Stickers, pamphflets, fliers, cards among other printed materials:
  • Maximum of 8.5 inches wide and 14 inches long (8.5" x 14"), or standard long-sized bond paper
  • 2 feet by 3 feet (2' x 3')
Streamers announcing a public meeting:
  • 3 feet by 8 feet (3' x 8') which may be placed 5 days before the event and must be removed within 24 hours after the event.
Candidates running for national positions, for the whole duration of the campaign period, are only allowed to have:
  • 120 minutes for broadcast advertisements or elections propaganda in television;
  • 180 minutes to advertise in radio stations.

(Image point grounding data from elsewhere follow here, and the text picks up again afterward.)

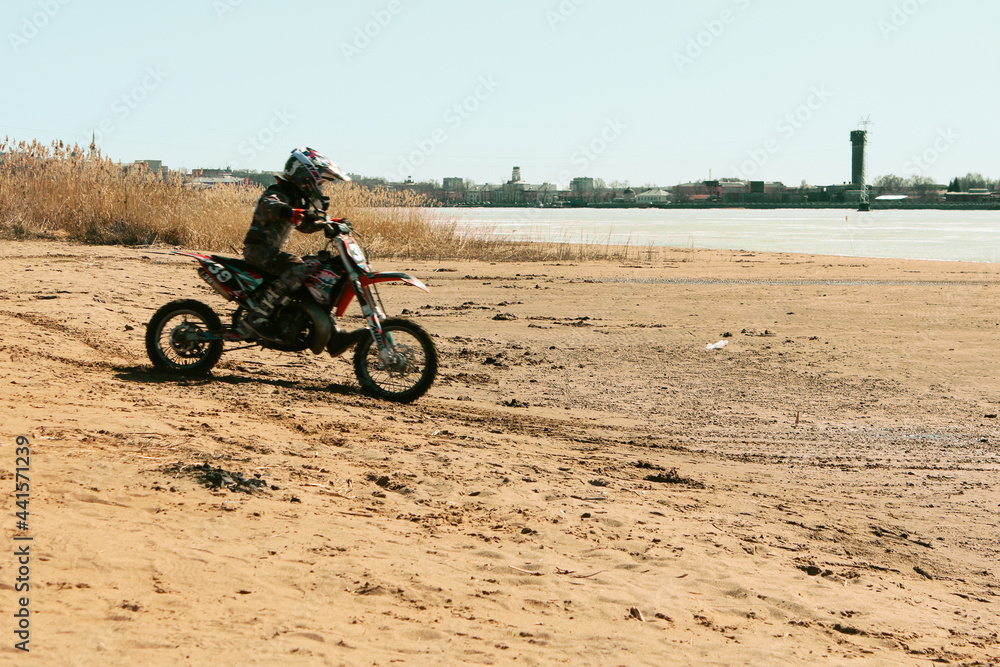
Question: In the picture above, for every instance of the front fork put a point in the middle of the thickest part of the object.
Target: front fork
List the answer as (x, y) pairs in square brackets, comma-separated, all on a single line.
[(374, 317)]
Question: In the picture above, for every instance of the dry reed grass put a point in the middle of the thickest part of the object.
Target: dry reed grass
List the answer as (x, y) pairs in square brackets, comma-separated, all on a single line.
[(63, 191)]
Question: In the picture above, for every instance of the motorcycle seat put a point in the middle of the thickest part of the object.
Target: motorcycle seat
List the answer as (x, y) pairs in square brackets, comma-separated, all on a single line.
[(242, 265)]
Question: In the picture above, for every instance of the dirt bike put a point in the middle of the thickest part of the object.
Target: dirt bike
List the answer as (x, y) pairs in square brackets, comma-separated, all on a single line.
[(394, 359)]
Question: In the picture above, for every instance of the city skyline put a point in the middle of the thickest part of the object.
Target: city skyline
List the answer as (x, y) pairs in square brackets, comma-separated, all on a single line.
[(650, 93)]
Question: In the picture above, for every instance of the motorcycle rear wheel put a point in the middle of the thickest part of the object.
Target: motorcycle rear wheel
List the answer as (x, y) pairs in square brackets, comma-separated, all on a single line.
[(167, 334), (411, 371)]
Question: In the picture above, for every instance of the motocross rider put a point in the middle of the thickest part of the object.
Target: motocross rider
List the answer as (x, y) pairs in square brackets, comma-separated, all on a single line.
[(296, 201)]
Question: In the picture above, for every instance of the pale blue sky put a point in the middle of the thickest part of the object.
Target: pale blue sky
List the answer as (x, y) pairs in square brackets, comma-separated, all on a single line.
[(637, 90)]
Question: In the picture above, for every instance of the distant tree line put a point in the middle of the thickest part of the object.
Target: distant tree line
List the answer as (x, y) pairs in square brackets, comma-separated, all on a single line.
[(892, 184)]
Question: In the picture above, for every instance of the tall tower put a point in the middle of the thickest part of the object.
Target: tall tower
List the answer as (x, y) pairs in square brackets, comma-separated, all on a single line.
[(859, 162), (859, 142)]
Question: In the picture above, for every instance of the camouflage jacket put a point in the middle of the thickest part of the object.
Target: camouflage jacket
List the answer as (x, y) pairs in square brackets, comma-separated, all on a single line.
[(272, 219)]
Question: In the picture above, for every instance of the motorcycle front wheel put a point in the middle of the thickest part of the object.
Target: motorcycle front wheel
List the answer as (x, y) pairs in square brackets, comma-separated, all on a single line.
[(410, 370), (174, 337)]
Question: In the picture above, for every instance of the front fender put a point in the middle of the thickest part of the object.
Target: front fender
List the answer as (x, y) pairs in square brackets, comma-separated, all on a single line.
[(392, 276)]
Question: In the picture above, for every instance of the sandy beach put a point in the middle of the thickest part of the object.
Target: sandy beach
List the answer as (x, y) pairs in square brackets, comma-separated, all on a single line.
[(585, 484)]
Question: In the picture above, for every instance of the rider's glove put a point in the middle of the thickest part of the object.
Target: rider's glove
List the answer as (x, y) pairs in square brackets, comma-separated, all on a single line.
[(302, 216)]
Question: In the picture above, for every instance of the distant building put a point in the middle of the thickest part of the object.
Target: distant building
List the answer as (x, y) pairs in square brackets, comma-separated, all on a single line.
[(653, 196), (154, 166)]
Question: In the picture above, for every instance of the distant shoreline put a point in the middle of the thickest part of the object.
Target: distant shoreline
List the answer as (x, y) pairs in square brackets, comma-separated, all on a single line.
[(875, 206)]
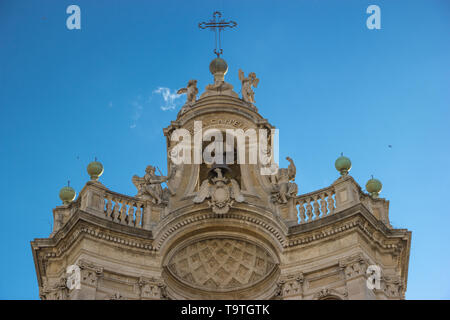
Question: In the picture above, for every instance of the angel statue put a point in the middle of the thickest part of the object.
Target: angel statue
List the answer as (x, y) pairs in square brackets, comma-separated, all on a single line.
[(247, 92), (222, 191), (150, 185), (283, 189), (191, 92)]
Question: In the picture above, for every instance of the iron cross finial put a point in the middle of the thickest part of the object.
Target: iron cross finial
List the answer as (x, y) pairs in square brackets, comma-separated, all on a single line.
[(217, 24)]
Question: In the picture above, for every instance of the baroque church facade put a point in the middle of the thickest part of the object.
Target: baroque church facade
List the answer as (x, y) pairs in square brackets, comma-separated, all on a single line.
[(222, 230)]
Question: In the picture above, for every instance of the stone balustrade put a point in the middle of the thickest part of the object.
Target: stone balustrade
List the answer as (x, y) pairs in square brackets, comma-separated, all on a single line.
[(341, 195), (315, 205), (124, 209)]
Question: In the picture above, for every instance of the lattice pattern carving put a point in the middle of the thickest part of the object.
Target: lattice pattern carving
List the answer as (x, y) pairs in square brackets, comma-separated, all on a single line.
[(221, 264)]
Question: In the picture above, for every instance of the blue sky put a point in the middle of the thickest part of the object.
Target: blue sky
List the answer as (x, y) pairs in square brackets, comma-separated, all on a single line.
[(327, 82)]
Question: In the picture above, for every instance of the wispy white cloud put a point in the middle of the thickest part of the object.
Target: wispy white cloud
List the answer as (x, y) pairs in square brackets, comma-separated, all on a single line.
[(170, 98), (138, 108)]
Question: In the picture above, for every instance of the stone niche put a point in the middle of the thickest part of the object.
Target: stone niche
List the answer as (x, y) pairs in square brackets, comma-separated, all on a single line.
[(220, 267)]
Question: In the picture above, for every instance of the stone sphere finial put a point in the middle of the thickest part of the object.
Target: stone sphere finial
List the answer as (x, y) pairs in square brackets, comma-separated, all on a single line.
[(219, 68), (95, 169), (343, 165), (374, 186), (67, 194)]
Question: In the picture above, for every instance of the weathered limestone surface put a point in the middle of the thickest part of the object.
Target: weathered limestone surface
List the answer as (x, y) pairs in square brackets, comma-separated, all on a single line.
[(273, 244)]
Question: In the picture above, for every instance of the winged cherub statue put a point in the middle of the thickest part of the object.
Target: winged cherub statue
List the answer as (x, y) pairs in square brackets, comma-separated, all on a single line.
[(191, 92), (150, 185), (222, 191), (283, 189), (247, 82)]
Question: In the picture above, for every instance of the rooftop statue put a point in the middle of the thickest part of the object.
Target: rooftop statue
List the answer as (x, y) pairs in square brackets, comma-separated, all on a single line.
[(283, 189), (247, 82), (191, 92), (150, 185)]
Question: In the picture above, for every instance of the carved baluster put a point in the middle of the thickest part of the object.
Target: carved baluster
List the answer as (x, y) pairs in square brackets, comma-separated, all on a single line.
[(123, 212), (115, 213), (330, 202), (302, 212), (108, 210), (138, 215), (316, 208), (131, 214), (323, 205), (309, 212)]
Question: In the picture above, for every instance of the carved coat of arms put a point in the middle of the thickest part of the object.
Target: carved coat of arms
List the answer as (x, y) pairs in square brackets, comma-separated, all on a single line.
[(221, 191)]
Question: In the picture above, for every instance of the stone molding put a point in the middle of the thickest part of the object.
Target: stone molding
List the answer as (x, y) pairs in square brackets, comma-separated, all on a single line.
[(330, 293)]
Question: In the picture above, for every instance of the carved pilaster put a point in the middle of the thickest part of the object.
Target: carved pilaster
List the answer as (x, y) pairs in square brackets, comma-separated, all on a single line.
[(354, 269), (55, 291), (149, 288), (392, 287), (290, 287), (354, 266)]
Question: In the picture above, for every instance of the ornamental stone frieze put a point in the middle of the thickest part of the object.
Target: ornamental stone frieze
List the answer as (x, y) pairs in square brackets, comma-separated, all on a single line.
[(220, 226)]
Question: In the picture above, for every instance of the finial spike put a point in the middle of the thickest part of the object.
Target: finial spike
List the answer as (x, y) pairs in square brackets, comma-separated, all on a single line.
[(217, 25)]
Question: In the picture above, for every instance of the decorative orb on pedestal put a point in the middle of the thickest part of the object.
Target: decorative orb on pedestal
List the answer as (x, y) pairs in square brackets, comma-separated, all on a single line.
[(343, 165), (219, 68), (95, 170), (374, 186), (67, 194)]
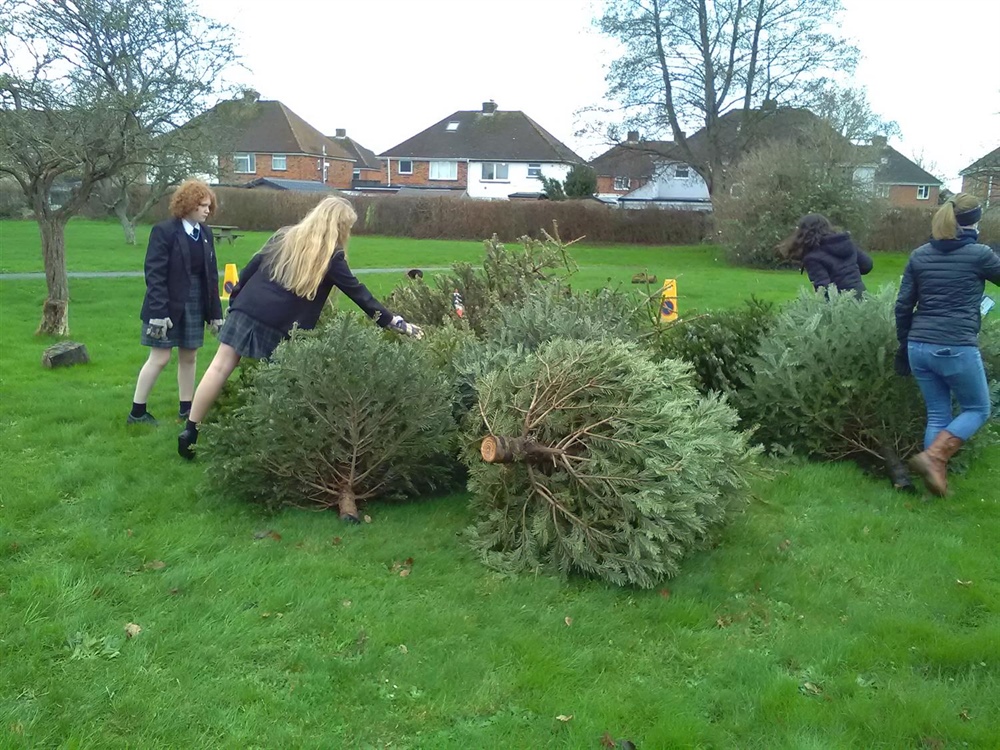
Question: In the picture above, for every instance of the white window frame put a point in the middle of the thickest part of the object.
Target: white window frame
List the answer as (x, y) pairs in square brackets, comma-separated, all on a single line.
[(443, 170), (493, 171), (251, 161)]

Candidates running for local positions are only allowed to have:
  • 60 minutes in television;
  • 90 minutes on radio.
The size of each common poster area shall not exceed the following dimensions:
  • For political parties and party-list groups, twelve by sixteen feet (12' x 16'), or its equivalent but not exceeding a total area of one hundred ninety two (192) square feet.
  • For independent candidates, four by six feet (4' x 6') or its equivalent but not exceeding a total area of twenty-four (24) square feet.
For advertisement in newspapers, the Comelec only allows one-fourth (1/4) page for broadsheets and one-half (1/2) page for tabloids. The print advertisement should only be published not more than three times a week per newspaper, magazine or other publication during the campaign period.

For their expenses, a candidate running for a national position, such as president, vice president and senator, is only allowed to spend P10 per voter; if he/she is under a political party, he/she has an additional P5 to spend. If the candidate is running on his own or independent, he/she can only spend P5 per voter.

Advertisement in the World Wide Web or the internet is still free for all, as there is no enabling law that prohibits candidates to advertise in cyberspace.